Hicks et al1 reported on a clinical trial in which chronic incompletely paralyzed spinal cord-injured (SCI) patients have undergone a locomotor training on the treadmill with varying degrees of body weight support over a period of 12 months. The therapeutic interventions are similar to those we and others have been employing since the early 1990s (for a controlled trial see Wernig et al2); therefore, a closer comparison of the outcome and of methodical details is warranted. In both trials, several patients, wheelchair bound, nonambulating at the onset of therapy (class 0 in the modified or unmodified ‘Wernig scale’), made considerable progress in their locomotor capabilities, some reaching independent walking. This fact alone is important in that it shows that locomotor training focusing on upright walking is quite effective even when started years after spinal cord damage. Thus, the principle derived from the pioneer work on spinal cats3 that even the (isolated) spinal cord is capable of (activity dependent) motor learning applies to incompletely, including near-completely, paralyzed SCI persons. The conclusion ‘to intensely train walking if walking is to be relearned’ is nearly self-evident.4, 5 The treadmill and suspension system is an excellent and by far the most practical device to optimize such training without being exclusive (in fact, the first most severely paralyzed SCI person we saw walking over firm ground without help had trained himself without a treadmill (patient Z5); remarkably, however, he had learned rules of spinal locomotion effective in spinal animals (summarized by Grillner, 1980)).

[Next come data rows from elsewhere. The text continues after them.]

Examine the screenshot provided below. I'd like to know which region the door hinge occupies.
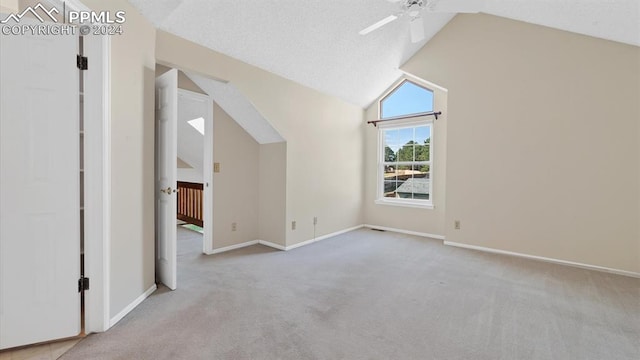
[76,55,89,70]
[78,277,89,292]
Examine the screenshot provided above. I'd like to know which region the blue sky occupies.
[380,81,433,119]
[381,81,433,152]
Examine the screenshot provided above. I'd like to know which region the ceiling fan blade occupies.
[358,15,398,35]
[409,16,424,43]
[427,0,485,14]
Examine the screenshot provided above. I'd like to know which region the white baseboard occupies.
[444,241,640,278]
[205,240,258,255]
[258,240,287,250]
[109,284,158,328]
[284,225,364,250]
[363,224,444,240]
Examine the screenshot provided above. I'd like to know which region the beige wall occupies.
[403,15,640,272]
[258,142,287,246]
[363,78,448,236]
[156,31,363,245]
[83,0,156,317]
[213,103,260,249]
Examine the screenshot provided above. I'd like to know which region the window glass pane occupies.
[414,145,430,161]
[384,165,398,181]
[413,164,429,179]
[380,80,433,119]
[384,129,400,151]
[384,146,398,162]
[415,126,431,144]
[398,145,414,161]
[384,181,398,197]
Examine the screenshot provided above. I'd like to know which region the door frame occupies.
[44,0,113,334]
[172,88,213,254]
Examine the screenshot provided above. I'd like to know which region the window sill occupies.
[376,199,434,210]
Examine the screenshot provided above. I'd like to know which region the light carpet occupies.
[62,228,640,360]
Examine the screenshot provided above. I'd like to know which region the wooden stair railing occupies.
[177,181,204,227]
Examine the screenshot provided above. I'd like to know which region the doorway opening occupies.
[156,64,213,290]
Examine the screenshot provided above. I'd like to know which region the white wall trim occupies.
[364,224,444,240]
[258,240,287,251]
[109,284,158,327]
[206,225,365,255]
[205,240,258,255]
[444,241,640,278]
[284,225,364,251]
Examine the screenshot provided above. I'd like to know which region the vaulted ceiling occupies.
[130,0,640,107]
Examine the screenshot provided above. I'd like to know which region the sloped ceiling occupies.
[185,73,284,144]
[130,0,640,107]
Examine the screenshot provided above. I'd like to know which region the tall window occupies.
[377,80,433,207]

A marked difference in Hicks and our studies is in the number of patients who, after the specific therapy, had reached independent walking: while we saw 10 from 13 dependent (wheelchair bound) chronic patients with cervical or high thoracic lesions become independent (from functional classes 0–2 moving up to 3 and higher on our scale, see Figures 2 and 3 in Wernig et al2), there were only 1–2 out of 10 in the trial by Hicks et al.1 Why the difference? Trying to find an answer one runs into several difficulties due to missing information: First we do not know the degree of paralysis in Hicks' patients since the authors choose the ASIA score (which is not made for this purpose). Manual testing of muscle activity in defined positions is mandatory, including the information in tetraplegics on the use of their arms for handling walking devices like rollator or canes. In addition, evoking multijoint movements in more dynamic settings including the treadmill needs to be done: flexion and extension patterns may be evokable, which can be trained and possibly utilized for walking over ground.6

Even more important is the question whether the authors trained their patients according to what we have termed ‘rules of spinal locomotion’; only then are these motor programs evokable, if at all. Also, the amount of specific help provided by the therapist in moving the limbs is crucial: Therapists (and even more so robots moving the limbs with the patient suspended over the treadmill) have the tendency to move limbs passively without demanding that the patient activates all his residual voluntary activity; this can easily be tested when therapists suddenly stop their help with the treadmill still moving. Quite often the patient is doing much less than he is capable of with the effect that training is inadequate; in fact, recent animal experiments experiments indicate that the rigid support provided by robots is even worse than no support at all.7 As it stands, we have no information on training over firm ground in the study by Hicks et al. In our protocol, there is a test to walk over ground once a week and over ground walking is increasingly performed as soon as positive signs are noted. If training was performed on the treadmill only, the poor performance over ground would not be a surprise.

Thus, it would be beneficial for a just evaluation of this remarkable work that the authors supplied some of the missing information listed above. For future studies, it will be important to standardize training and assessments according to published protocols and clearly indicate deviations if performed (including the rationale for doing so). As a contribution along this line and possible basis for discussion, we have set into the Internet our detailed manual for training SCI and other neurological patients including stroke (www.meb.uni-bonn.de/wernig).

Hicks et al have modified our Functional Scale now including 10 rather than six classes. While the finer grading might be interesting for laboratory investigations, ours is more oriented according to practical aspects of walking in everyday life, it demands larger steps of progress and has a high reliability.6 In the data presented by Hicks et al, there seems little need to deviate from our simple scale.